It happens every day—individuals and families all over America leave town. It may be just for a day, a week or a month, but sometimes it is permanently. The fact is they leave your community bank’s geographic footprint on a regular basis.

In today’s mobile technology, however, banking relationships can be amazingly portable. As a community bank, is it possible to maintain and even build a high-touch, profitable relationship when your best customers don’t live in your footprint anymore? Absolutely!

Let’s face it, as a customer, if you’ve ever had to undo a banking relationship, you understand the inconvenience, aggravation and utter determination it takes to disengage. There’s the bill payment that’s set up and working perfectly, as well as your direct deposits and other ACHs, some even forgotten because they may happen only once a year. From the community bank’s perspective, you’ve invested time and money providing financial services. You’ve also built a relationship learning more than your customer’s name; you’ve established a strong bond.

The reality is nobody wants to end a perfectly good relationship just because of a ZIP code change. Sixty-four percent of adults in America have a smartphone, according to a Pew Research Center survey in October 2014. Mobile devices, along with key product offerings, add an amazing amount of miles to “Main Street” by extending the community banking relationships you and your customers have worked so hard to establish.

  • Need to make a deposit? Remote deposit capture.
  • Need to get cash? Fee-free ATM network.
  • Need to borrow money for a new car, boat, house? Website-based application using a smartphone or computer.
  • Everyday spending? Bank-issued credit cards and debit cards.
  • Mobile payments like ApplePay and PayPal? Bank-issued credit cards and debit cards.

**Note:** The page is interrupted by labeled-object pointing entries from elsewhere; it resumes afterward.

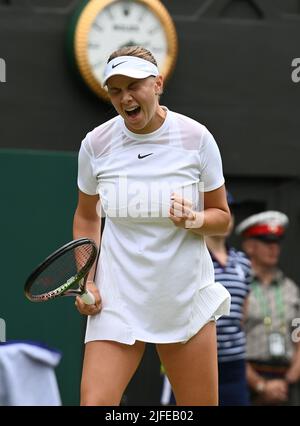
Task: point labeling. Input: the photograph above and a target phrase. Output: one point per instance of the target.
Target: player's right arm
(87, 223)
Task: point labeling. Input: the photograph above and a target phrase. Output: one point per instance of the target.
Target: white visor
(131, 66)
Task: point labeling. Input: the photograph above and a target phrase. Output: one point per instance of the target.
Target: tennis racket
(63, 273)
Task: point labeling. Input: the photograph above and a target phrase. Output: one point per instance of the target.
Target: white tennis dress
(156, 280)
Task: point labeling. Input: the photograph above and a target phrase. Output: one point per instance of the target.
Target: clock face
(107, 25)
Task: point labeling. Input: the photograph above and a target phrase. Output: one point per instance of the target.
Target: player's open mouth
(133, 112)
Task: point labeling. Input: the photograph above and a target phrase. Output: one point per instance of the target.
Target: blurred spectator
(273, 367)
(232, 269)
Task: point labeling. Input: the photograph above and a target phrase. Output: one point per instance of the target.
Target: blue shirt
(236, 277)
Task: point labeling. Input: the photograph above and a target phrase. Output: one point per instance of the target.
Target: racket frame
(64, 289)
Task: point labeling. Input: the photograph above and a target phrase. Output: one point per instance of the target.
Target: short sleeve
(86, 180)
(211, 163)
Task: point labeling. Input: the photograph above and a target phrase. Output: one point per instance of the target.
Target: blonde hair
(138, 51)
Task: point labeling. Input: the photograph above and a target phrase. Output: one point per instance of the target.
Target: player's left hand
(181, 212)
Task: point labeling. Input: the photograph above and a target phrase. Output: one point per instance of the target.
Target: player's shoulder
(188, 121)
(98, 140)
(193, 132)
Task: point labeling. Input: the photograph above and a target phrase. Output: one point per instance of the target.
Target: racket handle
(88, 298)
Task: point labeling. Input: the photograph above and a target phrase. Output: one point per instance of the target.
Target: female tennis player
(156, 281)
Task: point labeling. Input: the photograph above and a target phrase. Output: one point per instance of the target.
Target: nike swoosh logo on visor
(116, 65)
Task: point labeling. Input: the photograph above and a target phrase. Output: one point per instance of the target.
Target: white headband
(131, 66)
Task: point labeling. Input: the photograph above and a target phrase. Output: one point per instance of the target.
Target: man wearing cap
(273, 367)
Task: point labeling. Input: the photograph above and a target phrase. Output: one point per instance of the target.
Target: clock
(101, 26)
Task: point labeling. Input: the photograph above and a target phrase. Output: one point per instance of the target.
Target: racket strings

To be honest, marketing your community bank as a full-service provider is no longer enough; winning and retaining customers is now about making it known you can provide those services wherever and whenever customers may need them.

This means beefing up your in-branch signage and marketing to let customers know about the many access points they can use through mobile technology and the Web. This means paying closer attention to customers’ address changes and reaching out personally to those who no longer live nearby to tell them how to use your remote services to keep their relationships convenient. This means making sure all of your financial products and services are promoted and discussed when customers open an account. This means keeping your website up-to-date to include current promotions and rate details. And for that extra-special touch, put the local temperature and weather on your website to give those who aren’t there a little reminder of home.

You may be surprised to know that your best customers aren’t in any hurry to lose their relationship with you just because they now live in a different town or completely different state. They may actually dread undoing a relationship they love and starting all over somewhere else.

Sometimes they may just want to pick up the phone from wherever they are to hear your friendly voice say, “Hello, how can I help you?”